Terra Incognita are at song #5 with the traditional country folk hymn "Rank Stranger." Most people are more familiar with the version recorded by the Stanley Brothers, but this is a good version, too.
The last song on side 1 is "The Ballad of Sawney Bean/Sawney's Death Dance" by Snakefinger's Midi-Evil Vestal Virgins. Snakefinger is another associate of the Residents, and gained his nickname from the way his fingers fly while picking his guitar. This song was written by him, based on the true story of Sawney Bean, who led a clan of inbred cannibalistic Scots in the early 1400s until King James had him hunted down and executed. (click to download a sample)

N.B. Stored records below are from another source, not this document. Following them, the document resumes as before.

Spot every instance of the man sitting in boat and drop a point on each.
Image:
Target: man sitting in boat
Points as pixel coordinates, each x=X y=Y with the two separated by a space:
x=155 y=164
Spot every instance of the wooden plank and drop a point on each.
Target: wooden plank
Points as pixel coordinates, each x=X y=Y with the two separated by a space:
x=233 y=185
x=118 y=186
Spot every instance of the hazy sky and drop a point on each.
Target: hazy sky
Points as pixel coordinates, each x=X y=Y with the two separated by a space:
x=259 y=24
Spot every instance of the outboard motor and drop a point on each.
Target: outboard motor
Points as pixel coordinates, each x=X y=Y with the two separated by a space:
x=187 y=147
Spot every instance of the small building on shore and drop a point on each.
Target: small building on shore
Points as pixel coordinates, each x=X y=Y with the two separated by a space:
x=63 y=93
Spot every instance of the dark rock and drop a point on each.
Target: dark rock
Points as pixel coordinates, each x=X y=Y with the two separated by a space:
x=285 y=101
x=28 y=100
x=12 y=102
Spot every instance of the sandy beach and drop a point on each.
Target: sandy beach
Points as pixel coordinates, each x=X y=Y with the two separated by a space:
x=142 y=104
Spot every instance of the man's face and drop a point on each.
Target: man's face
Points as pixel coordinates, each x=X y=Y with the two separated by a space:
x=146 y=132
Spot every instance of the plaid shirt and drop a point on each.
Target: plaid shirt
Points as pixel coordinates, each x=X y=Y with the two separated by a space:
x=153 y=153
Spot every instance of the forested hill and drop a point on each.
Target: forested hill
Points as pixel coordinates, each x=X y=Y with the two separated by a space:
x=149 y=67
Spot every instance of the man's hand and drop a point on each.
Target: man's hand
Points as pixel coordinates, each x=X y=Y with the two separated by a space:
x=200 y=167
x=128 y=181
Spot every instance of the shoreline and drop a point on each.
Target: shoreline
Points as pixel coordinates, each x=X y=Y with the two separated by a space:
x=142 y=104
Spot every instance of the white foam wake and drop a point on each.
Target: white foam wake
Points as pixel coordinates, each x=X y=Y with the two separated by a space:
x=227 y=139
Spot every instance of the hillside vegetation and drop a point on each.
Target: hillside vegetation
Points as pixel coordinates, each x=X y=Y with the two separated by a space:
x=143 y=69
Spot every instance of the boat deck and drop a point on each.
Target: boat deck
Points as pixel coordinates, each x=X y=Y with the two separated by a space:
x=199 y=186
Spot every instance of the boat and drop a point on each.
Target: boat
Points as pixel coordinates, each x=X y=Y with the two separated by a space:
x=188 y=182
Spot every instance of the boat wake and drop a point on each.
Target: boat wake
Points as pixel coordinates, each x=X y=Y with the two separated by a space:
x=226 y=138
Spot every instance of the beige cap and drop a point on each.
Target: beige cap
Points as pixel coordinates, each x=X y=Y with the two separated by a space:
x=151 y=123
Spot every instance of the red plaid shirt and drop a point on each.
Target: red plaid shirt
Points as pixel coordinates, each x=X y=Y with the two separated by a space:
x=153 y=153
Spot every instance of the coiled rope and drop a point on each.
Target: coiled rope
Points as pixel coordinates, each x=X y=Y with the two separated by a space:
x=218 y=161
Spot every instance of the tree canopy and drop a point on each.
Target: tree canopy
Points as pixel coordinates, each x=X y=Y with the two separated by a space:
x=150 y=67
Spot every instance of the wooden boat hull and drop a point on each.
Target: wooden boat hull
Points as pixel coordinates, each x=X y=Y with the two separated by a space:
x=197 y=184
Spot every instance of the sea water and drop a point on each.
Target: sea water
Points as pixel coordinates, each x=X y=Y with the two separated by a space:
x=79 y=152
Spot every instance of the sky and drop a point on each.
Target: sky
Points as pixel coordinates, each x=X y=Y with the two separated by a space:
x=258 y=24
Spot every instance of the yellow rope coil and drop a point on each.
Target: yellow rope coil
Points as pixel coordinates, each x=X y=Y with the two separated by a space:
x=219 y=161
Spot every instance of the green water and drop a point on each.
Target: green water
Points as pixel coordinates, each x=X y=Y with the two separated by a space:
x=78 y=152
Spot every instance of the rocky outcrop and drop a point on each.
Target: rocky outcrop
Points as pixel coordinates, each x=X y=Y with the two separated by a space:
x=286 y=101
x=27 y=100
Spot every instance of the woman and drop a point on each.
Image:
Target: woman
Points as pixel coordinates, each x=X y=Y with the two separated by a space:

Side 2 opens with "My Hometown" by Mark Mothersbaugh of Devo fame. A quick little guitar-accompanied anthem to Akron, Ohio. I intend to write a whole post about this song eventually, but I am still in the data-gathering phase. Teaser: unless I am mistaken, this song has a tie-in with an old Andy Griffith episode.
After that is "The Billy Bee Song." The female singer who recorded this did so anonymously. It sounds like she's sitting in a rocking chair on her porch singing this between slugs of moonshine. A sad, desperate song. This one presented some special problems for me because it was intentionally recorded to sound like it was being played on a very old, crackly record. Unfortunately it had a few real pops, which I had to try and dig out manually so the auto-filters wouldn't screw with the fake crackles. As a result, this is the only song that I don't consider to be a perfect rip. But what's left of the real pops probably aren't noticeable unless you've actually looked at the waveform and know what to listen for.
Then we have the legendary Negativland with "Perfect Scrambled Eggs." The milk makes all the difference.
"Mamma Made Me Do It" by Voice Farm is probably my second favorite song on the album, after "Sawney Bean" (and tied with "Canto del Pilon"). This is another of the original songs on the album, written by members of Voice Farm and inspired by a film called La Juajira (I think that's misspelled. I think the title is really La Guajira, with a "G"). A sweet, creepy song with a spoken-word ending.
This is the part about the bones...Next is Clubfoot Orchestra with "Japanese Song Too," which is either an adaptation of a Japanese folk song or a song they wrote that sounds like a Japanese folk song--I'm not sure which. Then there's Rhythm and Noise with "Berta's Hammer," a two-song medly of prison songs that sounds like it's being sung by a real chain gang. The closer is a short traditional song called "Potatoes."
There's a little sleepy village in South America where they have a little ritual, and they...they dig up the bodies of the dead after they've been buried for about eight years and, uh...they take the fleshy part...what was the fleshy part off the bones and...it's considered an honor to do this...the women, mostly, and...the men are sitting around playing cards while the women are crying...
So... used CDs at Amazon start at around $30 (new ones are selling for $70). Is it worth it? To me, no. Especially since the re-release seems to have deleted a couple of my favorites and replaced them with songs I've never heard. I guess it's a good thing I bought the LP for less than $10 back in 1987. Especially since it provided so much entertainment way back when by way of my memorizing, and subsequently singing, "Sawney Bean" after I'd had a couple of beers.
Way back when, like I said. But I still have the song memorized.
Ripping results: perfect except for "The Billy Bee Song," as I mentioned above.